Seoul home prices edge up as some districts decline, others rise
The Korea Real Estate Board (한국부동산원) released its weekly nationwide apartment trend for the second week of March, showing Seoul prices up 0.08% from the previous week. The national index rose 0.04% on the week, with Seoul and Gyeonggi Province driving the gain.
In Seoul, the Gangnam Three districts—Gangnam-gu, Seocho-gu, and Songpa-gu—continued to fall for a third consecutive week, with Gangnam down 0.13%, Songpa down 0.17%, and Seocho down 0.07%. Yongsan-gu also posted a decline, at 0.03%.
Gangdong-gu broke into the downward trend as well, marking the first price drop since the first week of February 2025 and ending a 56-week stretch of gains. The four districts in southeast Seoul all posted week-on-week declines, totaling a 0.11% drop for Seoul’s southeastern area and continuing a three-week downward run there.

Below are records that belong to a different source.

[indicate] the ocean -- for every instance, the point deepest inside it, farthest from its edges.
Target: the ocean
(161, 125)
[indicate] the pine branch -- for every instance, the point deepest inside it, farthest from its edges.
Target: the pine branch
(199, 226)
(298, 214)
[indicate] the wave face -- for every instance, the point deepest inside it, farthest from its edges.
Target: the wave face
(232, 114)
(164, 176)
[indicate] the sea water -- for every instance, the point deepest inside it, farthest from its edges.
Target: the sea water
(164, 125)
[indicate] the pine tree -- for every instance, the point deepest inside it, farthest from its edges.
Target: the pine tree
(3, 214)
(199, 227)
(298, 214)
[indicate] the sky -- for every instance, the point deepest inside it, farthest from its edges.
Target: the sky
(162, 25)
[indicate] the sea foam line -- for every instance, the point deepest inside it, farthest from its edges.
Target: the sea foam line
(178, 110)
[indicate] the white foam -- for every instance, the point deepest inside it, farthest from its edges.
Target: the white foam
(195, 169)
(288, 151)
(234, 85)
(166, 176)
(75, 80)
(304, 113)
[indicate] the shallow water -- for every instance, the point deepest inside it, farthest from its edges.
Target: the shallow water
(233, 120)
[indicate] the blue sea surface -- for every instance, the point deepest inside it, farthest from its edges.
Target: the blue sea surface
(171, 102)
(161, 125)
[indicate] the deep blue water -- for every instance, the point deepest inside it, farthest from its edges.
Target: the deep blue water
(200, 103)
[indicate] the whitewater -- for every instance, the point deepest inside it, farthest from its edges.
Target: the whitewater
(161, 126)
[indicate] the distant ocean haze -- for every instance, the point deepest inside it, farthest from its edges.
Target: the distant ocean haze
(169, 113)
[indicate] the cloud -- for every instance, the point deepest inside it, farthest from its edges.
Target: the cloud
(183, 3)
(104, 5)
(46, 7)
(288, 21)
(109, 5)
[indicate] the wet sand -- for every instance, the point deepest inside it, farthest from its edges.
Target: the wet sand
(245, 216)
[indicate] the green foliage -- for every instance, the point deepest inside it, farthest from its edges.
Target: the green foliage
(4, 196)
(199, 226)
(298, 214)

By contrast, districts that host many units priced at 1.5 billion won or less—largely in central-north Seoul and across the northwest and southwest—saw gains. Jung-gu rose 0.27%, Seongbuk-gu 0.27%, Gangseo-gu 0.25%, and Dongdaemun-gu 0.22%.
Outside Seoul, prices in Gyeonggi Province rose 0.10% week-on-week, with notable gains in Suwon’s Yeongtong District (+0.45%), Hanam (+0.43%), and Anyang’s Dongan-gu (+0.42%). Incheon recorded smaller gains, while the regional picture overall pointed to continued regional divergence in the housing market.
Jeonse prices, the lump-sum long-term security deposits used in Korea’s rental market, rose nationwide by 0.09% from the previous week. Seoul’s jeonse rose 0.12%, higher than the national average, while Incheon and Gyeonggi posted increases of 0.08% and 0.13%, respectively, keeping the capital region’s total rise at 0.12%.
Across eight provinces, the overall price change stood at a modest 0.02% weekly increase. The nationwide jeonse trend and the differential performance within Seoul’s districts underscore persistent regional variation in demand, rental markets, and the affordability mix that shapes Korea’s housing cycle.
Why this matters for the United States: Seoul’s housing trends influence Korea’s consumer spending, household leverage, and financial conditions, all of which affect domestic demand for technology, automobiles, and other goods produced by U.S. suppliers. The pattern—strong demand in more affordable inner-city and peripheral areas alongside continued weakness in some premium districts—reflects policy pressures on mortgage lending and real estate speculation, illustrating how Korea’s housing cycle can move in tandem with or diverge from global financial conditions. For U.S. investors and companies with Korea exposure, these shifts inform risk assessment, market sentiment, and the likely path of policy actions that could affect Korean banks, investment flows, and cross-border commerce.